According to Jain, the priority now “is to build new products that you can monetise in the future”.
Focus on AI
Speaking to Moneycontrol, Jain said that going forward, the company plans to concentrate all its efforts on sports-related opportunities in India using artificial intelligence (AI), with a special focus on the creator economy.
“We have sports content, sports commerce, sports fan engagement, sports analytics, sports performance, sports merchandise. All of this is going to get disrupted by AI. And now I have 500 engineers who I can allocate to solving these problems,” Jain said. “We will start again to solve these problems for Indian sports fans.”
“We have 260 million users. We have a brand that’s loved and trusted by a lot of people. We have an amazing talent pool with us and we have some capital that will help us get to product market fit for a lot of the ideas we are pursuing now,” Jain added.
Dream Sports will also consider expanding to international markets (presumably where RMG is legal), but will continue to prioritise India, he said.
No layoffs
Jain has also ruled out any layoffs at Dream Sports.
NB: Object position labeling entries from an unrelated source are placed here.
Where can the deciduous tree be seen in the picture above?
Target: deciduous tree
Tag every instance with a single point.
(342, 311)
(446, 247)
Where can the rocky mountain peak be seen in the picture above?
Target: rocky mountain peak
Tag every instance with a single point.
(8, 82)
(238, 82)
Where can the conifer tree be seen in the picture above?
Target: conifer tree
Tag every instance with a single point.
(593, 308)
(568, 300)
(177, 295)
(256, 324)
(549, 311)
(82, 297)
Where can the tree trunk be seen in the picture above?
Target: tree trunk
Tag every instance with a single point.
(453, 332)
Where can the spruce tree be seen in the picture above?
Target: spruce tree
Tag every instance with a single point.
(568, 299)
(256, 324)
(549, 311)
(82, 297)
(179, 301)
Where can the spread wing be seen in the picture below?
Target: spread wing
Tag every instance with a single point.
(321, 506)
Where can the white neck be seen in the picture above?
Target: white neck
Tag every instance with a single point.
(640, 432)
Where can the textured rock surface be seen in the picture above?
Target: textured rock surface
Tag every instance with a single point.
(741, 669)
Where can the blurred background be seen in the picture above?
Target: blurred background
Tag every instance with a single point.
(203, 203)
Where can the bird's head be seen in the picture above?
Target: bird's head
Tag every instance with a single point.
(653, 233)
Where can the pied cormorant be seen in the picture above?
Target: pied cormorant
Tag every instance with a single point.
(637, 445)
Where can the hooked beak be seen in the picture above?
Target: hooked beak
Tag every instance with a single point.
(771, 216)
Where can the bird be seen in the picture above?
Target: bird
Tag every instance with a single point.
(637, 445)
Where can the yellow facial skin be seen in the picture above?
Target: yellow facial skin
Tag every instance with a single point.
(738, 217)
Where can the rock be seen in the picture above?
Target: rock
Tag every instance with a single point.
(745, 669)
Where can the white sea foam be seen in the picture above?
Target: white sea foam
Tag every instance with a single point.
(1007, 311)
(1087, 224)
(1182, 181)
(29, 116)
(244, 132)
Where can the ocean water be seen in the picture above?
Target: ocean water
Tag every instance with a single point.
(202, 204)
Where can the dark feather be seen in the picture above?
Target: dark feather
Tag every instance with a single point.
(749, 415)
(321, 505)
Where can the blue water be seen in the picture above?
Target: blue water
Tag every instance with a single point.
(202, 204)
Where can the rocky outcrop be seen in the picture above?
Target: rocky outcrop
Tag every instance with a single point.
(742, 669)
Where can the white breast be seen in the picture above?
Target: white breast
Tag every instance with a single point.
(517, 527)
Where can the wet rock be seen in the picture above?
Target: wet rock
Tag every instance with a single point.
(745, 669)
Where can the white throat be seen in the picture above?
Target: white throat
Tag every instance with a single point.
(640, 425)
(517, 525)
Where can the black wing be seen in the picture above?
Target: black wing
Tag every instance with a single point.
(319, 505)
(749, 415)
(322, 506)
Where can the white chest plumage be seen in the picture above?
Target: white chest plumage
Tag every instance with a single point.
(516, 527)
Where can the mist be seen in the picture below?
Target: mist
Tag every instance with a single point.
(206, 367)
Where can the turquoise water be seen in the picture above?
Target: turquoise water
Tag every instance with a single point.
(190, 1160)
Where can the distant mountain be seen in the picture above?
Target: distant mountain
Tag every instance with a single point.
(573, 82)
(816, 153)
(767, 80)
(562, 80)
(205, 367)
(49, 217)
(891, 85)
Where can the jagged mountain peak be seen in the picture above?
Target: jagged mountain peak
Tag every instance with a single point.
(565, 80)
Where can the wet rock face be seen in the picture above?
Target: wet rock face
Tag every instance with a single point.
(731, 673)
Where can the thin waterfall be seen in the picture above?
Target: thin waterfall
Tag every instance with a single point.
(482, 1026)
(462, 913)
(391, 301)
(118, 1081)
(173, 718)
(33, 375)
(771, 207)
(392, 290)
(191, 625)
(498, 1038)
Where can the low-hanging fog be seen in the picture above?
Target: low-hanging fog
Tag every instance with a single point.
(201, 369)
“We’re not interested in doing any layoffs. All the talent here is safe,” Jain told Moneycontrol on August 25.
“We are interested in building with this talent to dig ourselves out of this hole. The only way to deal with 95 percent of your revenue being gone is to build new products that you can monetise in the future. That will always start with talent,” he said.
Jain said the company currently has significant internal demand for talent across its existing businesses, including its sports content and commerce platform FanCode, sports experiences platform DreamSetGo, mobile game development unit Dream Game Studios, and fintech venture Dream Money, as well as for new products the company plans to develop in the future.
Jain added that Dream Sports has sufficient cash reserves to maintain its talent pool and run operations for a couple of years, which he believes is more than enough.
The Dream Sports co-founder compared the company’s situation to that of a Series B startup. “We already have more than a Series B company has. We have capital, we have the people, we have the user base, we have a brand, and we have some entrepreneurs that are a little more battle scarred than even before,” he said.
Jain added that if any of the products succeed, Dream Sports’ distribution modes allow them to distribute it “widely overnight and hyperscale it”.